I HAVE THE UNIT BACK IN SERVICE WITHOUT THE ELECTRIC CLUTCHES BUT IT IS VERY HARD TO START .Once its started it runs great valves have been adjusted and carb cleaned .In this application it uses a automotive size battery and spins over at mach 10 but it still does not like to start any ideas ?


----------



## cantfixthisdam (Aug 19, 2012)

hi i have a 743 bobcat,it runs fine my problem is the hydraulics. the bucket works fine when it is attached, but when i hook the backhoe attachment to the hydraulics they do not on the backhoe any ideas. thanks for any suggestions.


----------



## speedbuff (Jan 14, 2012)

you have to have oil flowing to the controlls of the attachment so make sure there is flow and it is in the right direction so the loader bucket controll valve may have to be held in up or down position to feed the controll valve body on the backhoe attachment .hope this helps


----------



## donshiv (Apr 4, 2013)

speedbuff said:


> I am still hoping someone may have dealt with the 2 speed electrical clutches used on the little bobcats like 310 and 313 .They are attached on the horizontal shaft of a kohler k341 .Does anyone have any knowledge of these any help would be great, even a picture or brand name ? I am hoping to find some way of installing something similar at the very least.These units operate similiarly to automotive air conditioning clutches please help !!
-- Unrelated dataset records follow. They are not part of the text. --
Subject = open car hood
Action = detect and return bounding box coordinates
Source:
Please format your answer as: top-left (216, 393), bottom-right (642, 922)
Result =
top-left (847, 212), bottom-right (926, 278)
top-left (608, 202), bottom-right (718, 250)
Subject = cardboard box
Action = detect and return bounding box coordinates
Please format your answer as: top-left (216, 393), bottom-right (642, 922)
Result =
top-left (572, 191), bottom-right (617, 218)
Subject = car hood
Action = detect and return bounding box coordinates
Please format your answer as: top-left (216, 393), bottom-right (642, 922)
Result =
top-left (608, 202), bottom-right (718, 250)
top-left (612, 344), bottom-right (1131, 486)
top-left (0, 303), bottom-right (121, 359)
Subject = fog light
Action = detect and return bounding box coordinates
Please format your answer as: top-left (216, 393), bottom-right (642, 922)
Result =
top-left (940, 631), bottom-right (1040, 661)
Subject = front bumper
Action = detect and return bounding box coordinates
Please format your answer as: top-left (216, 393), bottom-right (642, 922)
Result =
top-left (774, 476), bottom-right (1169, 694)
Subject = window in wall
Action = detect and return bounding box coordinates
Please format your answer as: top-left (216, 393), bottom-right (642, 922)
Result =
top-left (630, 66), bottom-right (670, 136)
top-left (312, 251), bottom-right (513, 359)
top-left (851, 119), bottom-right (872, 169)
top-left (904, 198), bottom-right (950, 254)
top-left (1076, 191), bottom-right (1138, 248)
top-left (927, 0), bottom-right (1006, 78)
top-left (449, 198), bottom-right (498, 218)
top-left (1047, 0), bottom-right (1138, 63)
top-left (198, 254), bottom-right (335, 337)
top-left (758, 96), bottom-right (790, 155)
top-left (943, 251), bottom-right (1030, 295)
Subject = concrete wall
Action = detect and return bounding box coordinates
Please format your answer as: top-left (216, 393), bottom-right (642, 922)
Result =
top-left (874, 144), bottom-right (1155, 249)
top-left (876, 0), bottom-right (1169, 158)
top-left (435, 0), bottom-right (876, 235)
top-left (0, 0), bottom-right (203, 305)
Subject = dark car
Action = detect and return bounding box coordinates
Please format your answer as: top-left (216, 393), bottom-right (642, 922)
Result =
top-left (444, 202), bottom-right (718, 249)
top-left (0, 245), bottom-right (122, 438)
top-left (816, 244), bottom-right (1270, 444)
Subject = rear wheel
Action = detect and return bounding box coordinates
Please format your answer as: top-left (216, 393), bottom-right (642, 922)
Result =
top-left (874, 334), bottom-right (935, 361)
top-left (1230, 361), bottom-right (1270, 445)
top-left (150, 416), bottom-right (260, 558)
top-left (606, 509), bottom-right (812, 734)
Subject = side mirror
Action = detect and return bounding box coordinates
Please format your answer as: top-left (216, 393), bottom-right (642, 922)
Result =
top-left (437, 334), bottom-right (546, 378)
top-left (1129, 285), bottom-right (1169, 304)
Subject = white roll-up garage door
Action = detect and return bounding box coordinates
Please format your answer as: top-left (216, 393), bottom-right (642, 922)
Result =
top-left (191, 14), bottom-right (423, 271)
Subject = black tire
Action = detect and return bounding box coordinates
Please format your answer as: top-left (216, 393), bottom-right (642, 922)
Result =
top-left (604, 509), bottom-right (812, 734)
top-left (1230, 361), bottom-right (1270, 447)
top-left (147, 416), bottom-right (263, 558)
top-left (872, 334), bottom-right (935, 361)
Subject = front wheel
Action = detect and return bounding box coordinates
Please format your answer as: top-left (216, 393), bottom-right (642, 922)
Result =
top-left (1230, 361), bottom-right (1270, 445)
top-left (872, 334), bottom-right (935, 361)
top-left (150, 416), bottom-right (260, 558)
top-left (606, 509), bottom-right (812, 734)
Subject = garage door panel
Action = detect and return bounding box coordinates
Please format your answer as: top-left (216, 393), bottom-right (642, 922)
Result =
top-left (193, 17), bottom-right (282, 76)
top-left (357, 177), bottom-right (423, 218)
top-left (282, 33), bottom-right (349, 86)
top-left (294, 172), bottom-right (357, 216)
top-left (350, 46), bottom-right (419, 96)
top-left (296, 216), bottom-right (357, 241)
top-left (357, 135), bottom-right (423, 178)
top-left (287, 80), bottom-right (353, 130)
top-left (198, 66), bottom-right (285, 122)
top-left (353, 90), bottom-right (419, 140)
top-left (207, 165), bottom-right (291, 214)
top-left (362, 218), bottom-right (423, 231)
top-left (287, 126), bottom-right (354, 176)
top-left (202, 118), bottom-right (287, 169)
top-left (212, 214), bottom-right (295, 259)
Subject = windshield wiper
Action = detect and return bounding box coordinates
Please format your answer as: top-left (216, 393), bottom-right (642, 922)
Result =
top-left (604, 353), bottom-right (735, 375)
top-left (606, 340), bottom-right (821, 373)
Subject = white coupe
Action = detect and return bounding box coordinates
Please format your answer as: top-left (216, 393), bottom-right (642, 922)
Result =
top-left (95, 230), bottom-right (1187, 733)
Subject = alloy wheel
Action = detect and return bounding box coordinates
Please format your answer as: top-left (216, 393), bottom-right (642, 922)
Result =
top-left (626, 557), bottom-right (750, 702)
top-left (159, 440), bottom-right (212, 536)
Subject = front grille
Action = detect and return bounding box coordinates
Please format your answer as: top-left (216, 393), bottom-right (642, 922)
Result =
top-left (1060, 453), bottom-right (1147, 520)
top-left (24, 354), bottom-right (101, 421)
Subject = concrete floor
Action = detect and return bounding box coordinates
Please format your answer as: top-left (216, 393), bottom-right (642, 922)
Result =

I have a 73 310. It has an electric clutch to engage the hydraulics and a hydraulic solonoid to give it the higher drive speed, which must be engaged while in neutral. I'm not sure which system you're talking about. Mine seemed gutless when I first got it. Turned out to be a filthy carb and plugged fuel line from the tank. I fixed those problems and it's a little workhorse for me.


----------



## ozibob (Oct 28, 2014)

hi bob from tazmazia have a 310 with 2 speed electro magnetic clutch was originally onl working on 1 clutch a new 1 was avaliable from bobcat about $800 aussie dollas and were also avaliable from germany for a lot less but i am tight arse so went to an electricmotor reconditioner who rewired the coil an sealed it for $120aussiedollas then got automotive electrician to wire it back in properly . the idea of the 2 speed is on very flat ground u can use machine in top gear if not ideal ground conditions use low gear but u can use low gear to travel but when u are stationary and going to dump press high gear and will dump at high speed cheers ozibob


----------